Quant à l'attitude de V., celui-ci n'a pas pu se rendre compte immédiatement du fait qu'en se rendant au recrutement, il serait obligatoirement incorporé dans l'armée suisse et que le DDPS en déduirait qu'il serait lié pour la suite de ses obligations militaires. En effet, selon les dispositions légales en vigueur, le recrutement a pour but notamment de déterminer les aptitudes du conscrit (art. 9 LAAM), de fournir des informations aux jeunes citoyennes et citoyens suisses sur l'armée, le service militaire (...; art. 2 let. a de l'ordonnance sur le recrutement du 10 avril 2002, [OREC], RS 511.11), et de recenser pour la première fois les données relatives aux conscrits (art. 2 let. b OREC). V. n'avait par conséquent aucune raison de mettre en doute le fait qu'il ne pourrait exercer son droit d'option lors de la journée de recrutement, raison pour laquelle il s'y est rendu.

Au vu de ces arguments, le Conseil fédéral constate que V. ne s'est jamais engagé volontairement pour effectuer son service militaire en Suisse au sens de l'art. 3 § 2 al. 3 de la Convention.
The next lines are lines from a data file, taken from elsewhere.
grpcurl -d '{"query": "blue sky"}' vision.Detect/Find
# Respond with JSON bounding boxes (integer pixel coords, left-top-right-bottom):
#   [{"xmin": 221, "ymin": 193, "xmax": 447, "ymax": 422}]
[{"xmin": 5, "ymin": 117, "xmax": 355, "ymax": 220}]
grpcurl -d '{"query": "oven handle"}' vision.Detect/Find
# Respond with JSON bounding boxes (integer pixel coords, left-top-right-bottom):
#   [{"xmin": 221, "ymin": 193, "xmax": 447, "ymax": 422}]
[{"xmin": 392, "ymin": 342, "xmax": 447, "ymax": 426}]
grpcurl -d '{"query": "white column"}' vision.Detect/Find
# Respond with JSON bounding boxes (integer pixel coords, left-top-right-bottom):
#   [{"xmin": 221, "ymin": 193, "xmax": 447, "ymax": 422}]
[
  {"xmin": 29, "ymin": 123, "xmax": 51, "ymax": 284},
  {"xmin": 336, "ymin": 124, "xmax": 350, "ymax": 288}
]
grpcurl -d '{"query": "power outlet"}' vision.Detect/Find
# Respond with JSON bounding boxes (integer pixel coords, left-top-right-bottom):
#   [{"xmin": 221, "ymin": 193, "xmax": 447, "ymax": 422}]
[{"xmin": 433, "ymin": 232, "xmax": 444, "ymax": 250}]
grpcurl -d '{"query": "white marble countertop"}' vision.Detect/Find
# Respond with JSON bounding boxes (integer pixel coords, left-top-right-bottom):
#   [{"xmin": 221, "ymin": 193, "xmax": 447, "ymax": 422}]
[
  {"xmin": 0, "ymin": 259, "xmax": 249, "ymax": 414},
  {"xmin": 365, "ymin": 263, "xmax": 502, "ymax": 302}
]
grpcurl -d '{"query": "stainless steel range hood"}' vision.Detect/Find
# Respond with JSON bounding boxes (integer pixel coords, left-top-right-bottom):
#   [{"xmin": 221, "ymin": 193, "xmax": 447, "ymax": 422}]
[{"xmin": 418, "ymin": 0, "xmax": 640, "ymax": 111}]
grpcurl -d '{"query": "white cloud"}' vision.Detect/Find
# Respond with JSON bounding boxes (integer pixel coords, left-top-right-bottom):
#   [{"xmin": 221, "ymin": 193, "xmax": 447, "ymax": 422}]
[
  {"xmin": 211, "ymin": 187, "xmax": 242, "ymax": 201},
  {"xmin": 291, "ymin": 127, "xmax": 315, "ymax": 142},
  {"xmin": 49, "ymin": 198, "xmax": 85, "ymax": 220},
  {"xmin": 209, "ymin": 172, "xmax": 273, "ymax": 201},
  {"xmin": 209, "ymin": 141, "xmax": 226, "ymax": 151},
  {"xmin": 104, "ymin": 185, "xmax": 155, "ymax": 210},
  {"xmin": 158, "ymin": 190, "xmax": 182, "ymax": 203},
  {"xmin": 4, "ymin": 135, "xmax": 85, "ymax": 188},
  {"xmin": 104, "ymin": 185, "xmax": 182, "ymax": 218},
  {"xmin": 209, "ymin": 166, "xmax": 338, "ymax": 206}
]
En effet, il a été incorporé dans l'armée suisse bien malgré lui. Depuis le moment où V. a été convoqué au recrutement, son comportement fut celui qu'aurait eu toute autre personne dans les mêmes circonstances.

Au vu de ces motifs, la décision du DDPS du 16 juin 2004 doit être annulée et le recours admis pour violation du droit fédéral (art. 49 let. a PA). La cause est renvoyée au DDPS au sens des considérants.

En raison de cette issue de la procédure, il n'est pas perçu de frais d'instance (art. 63 al. 1 et 2 PA). V. ne s'est pas fait représenter par un avocat et n'a pas conclu à l'octroi de dépens (art. 64 PA et art. 8 de l'ordonnance du 10 septembre 1969 sur les frais et indemnités en procédure administrative [OFIPA], RS 172.041.0). Il ne lui est donc pas alloué de dépens.